今回は愛用しているXF80mm F2.8 macroについて、レビューしたいと思います。
このレンズ、ネットではボケがうるさいなど良くないレビューも散見され、購入を悩まれているユーザーさんも多いと思います。
そんなユーザーさんの参考になればと思い、筆を取った次第です。

結論

写りは大変素晴らしく、解像力が有りながらも硬くならない
ただし、重くてデカい
等倍マクロで写したい被写体がある人にはおすすめ

レンズの特徴

機能盛り沢山

普通の等倍マクロよりもう少し大きく写せる、最大撮影倍率約1.5倍のレンズです。

マクロ能力参考画像です。10円玉もご覧の通りです。
オオイヌノフグリもここまで大きく撮影できます。

また、防塵防滴が有るので雨の日でも撮影可能です。
レンズ手振れ補正も有り、手持ちでの撮影もサポートしてくれます。
フォーカスリミットのスイッチも備えており、機能面では全部盛りレベルです。

頭一つ抜けた描写力

贅沢なレンズをふんだんに使用しており、写りは一級品です。
解像感抜群ながらも、ガチガチに硬くはない
ボケもピュアで煩さを感じない
と、描写面は間違いないレンズです。
ただ、とある個性が有り、それで評価が低くなってしまっている一面があります。

キレキレですが、堅くはないです。
素直なボケ
x1.4テレコン使用
しっかり絞ってもボケは素直なまま
F11

ただし、重い

まさかのXF16-55mmF2.8 I型より100グラム近く重いです。
大三元標準ズームレンズより重い単焦点はかなり限られており、Xマウントは超望遠を除くとXF50mm F1.0と本レンズのみかと思います。

しかし、逆に考えてみて下さい。
他社製でも大三元標準ズームより重い単焦点は描写第一のレンズかと思います。

つまり、このレンズもそういうことです。

距離によってぐるぐるボケが発生する

このレンズの個性その1です。
作例の項目で載せていますが、開放付近かつ距離によってグルグルボケが出ます。
これをオールドレンズのような味と捉えるか、汚いボケと捉えるかでこのレンズの評価は変わってしまいます。

ぐるぐるボケ参考画像です。

口径食がキツめに出る

このレンズの個性その2です。
玉ボケがレモン型になる口径食の影響がかなり強いです。
前述のグルグルボケも相まって背景のボケがより回っているような錯覚を覚えます。
あえてグルグルボケを出して動的な表現も可能です。

F4くらいまで絞れば解消しますが、玉ボケが角張ってくるのでどちらを取るかという選択になります。
※ちなみに絞り羽根は9枚なので、XF90mmF2より角張りは比較的抑えられています。

口径食参考画像です。
F7.1で円形になっている作例がありました。
F4以降が角張るイメージでしたが、距離によって角張り具合が異なるかもしれません。

主な特徴は上記の通りです。

その他

外装はプラですが、そこまでチープとは感じません。むしろ少しでも軽量化してくれたことに感謝です。
絞りリングはクリック感が若干弱めで分かり辛いですが、重さはしっかりあるので勝手に回ることは無いです。
XF90mmはゴリゴリとガサツに感じましたが、こちらはカチカチとしっとり回ります。

ピントリングはゴム製で、重さも適切です。
流石マクロレンズといったところで、手持ちの純正レンズの中では最も回す感触が優れています。

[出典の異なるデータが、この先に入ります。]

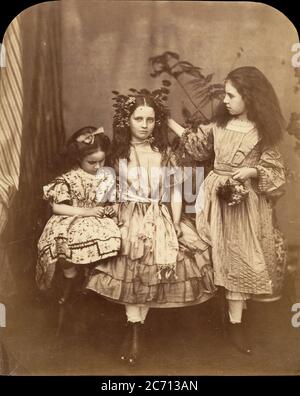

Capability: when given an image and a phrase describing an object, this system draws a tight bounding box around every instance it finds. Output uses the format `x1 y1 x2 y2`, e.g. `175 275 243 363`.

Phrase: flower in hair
112 87 169 128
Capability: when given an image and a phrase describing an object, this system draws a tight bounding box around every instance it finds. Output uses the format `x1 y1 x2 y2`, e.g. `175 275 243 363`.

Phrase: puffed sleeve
43 176 71 204
256 146 285 195
181 123 214 162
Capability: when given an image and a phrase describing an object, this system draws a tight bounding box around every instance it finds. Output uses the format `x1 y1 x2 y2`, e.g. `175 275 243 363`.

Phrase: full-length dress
87 144 215 308
182 119 286 296
36 167 121 289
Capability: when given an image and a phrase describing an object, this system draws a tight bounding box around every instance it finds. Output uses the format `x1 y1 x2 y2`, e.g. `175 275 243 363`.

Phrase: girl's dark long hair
214 66 285 146
53 126 111 176
111 95 168 163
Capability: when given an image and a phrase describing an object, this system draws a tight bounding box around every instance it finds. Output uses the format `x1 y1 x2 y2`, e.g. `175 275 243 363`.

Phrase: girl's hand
87 206 105 217
232 167 257 182
174 224 182 238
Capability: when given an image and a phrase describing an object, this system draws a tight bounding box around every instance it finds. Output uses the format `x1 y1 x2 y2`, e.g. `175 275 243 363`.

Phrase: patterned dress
87 144 216 308
36 168 121 289
182 119 286 298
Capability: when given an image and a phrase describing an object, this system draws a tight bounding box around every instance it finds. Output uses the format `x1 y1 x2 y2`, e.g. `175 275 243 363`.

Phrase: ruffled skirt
36 215 121 289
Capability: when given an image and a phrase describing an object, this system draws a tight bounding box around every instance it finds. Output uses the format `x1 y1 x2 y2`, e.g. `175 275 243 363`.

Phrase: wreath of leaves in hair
112 87 169 128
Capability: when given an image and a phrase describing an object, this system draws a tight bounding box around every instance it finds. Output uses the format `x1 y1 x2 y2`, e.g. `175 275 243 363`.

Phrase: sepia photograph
0 0 300 378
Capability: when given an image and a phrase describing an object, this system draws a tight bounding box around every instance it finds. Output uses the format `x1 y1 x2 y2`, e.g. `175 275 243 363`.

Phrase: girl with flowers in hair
87 90 215 364
168 67 286 353
36 127 121 332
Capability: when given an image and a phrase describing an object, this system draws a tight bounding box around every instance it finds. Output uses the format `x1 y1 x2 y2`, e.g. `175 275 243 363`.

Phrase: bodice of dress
213 120 261 171
44 167 115 208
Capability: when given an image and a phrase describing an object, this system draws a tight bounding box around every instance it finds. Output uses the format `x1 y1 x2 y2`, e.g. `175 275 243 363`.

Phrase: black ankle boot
228 323 252 355
120 322 133 363
55 275 78 337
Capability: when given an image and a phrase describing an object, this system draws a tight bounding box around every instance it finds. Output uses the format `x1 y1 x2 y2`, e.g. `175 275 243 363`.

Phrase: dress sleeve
181 123 214 162
43 176 71 204
256 146 285 195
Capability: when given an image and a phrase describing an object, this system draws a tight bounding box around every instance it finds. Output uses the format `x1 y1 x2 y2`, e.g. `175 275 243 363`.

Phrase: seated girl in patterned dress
36 127 121 324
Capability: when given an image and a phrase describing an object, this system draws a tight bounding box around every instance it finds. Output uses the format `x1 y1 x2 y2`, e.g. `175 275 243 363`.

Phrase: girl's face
80 150 105 175
223 80 246 116
129 106 155 142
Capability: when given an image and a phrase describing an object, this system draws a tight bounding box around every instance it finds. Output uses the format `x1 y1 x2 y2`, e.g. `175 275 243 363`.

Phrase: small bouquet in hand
217 179 249 206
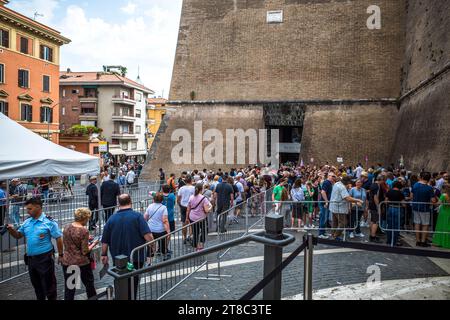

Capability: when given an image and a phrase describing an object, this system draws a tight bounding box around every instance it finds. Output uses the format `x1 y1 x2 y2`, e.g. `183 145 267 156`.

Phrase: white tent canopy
0 113 100 180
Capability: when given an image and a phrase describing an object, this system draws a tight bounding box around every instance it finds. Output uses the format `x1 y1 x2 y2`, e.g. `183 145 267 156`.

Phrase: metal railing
108 215 295 300
0 186 159 283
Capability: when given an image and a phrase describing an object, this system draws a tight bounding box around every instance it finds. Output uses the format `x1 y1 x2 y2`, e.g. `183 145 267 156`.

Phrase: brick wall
170 0 405 100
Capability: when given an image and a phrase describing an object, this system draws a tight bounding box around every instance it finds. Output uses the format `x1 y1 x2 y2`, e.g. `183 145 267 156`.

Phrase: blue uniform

AFについてはリニアモーターのお陰で、0.5m〜無限遠なら子供も撮れるレベルで早いです。
マクロ域もそれなりの速度で合わせてくれるので、割と快適です。

ただしマクロ域でコントラストが低いものだと、最短〜無限遠まで行き来して迷う傾向がありますので注意です。

非球面レンズの宿命で年輪ボケは出ますが、必ず出るわけではありません。

年輪ボケの参考に。

フードの装着感は良好です。
富士のレンズは初期のレンズほど装着感が〜と言われがちです。
実際XF16-55mmF2.8はしっかりハマりを確認した後に回さないと、変に噛み込んでしまいきちんと嵌りません。
XF80mmはそんなことはなく、気持ちよく嵌ってくれるのでその点は嬉しいです。
樹脂製のフードなので見た目はカッコよくは無いですが、長いので雨の日は重宝します。

描写について

レンズ構成は12群16枚。

スーパーEDレンズ1枚、EDレンズ3枚、非球面レンズ1枚を含む構成と、この時点で只者では無い感をひしひしと感じます。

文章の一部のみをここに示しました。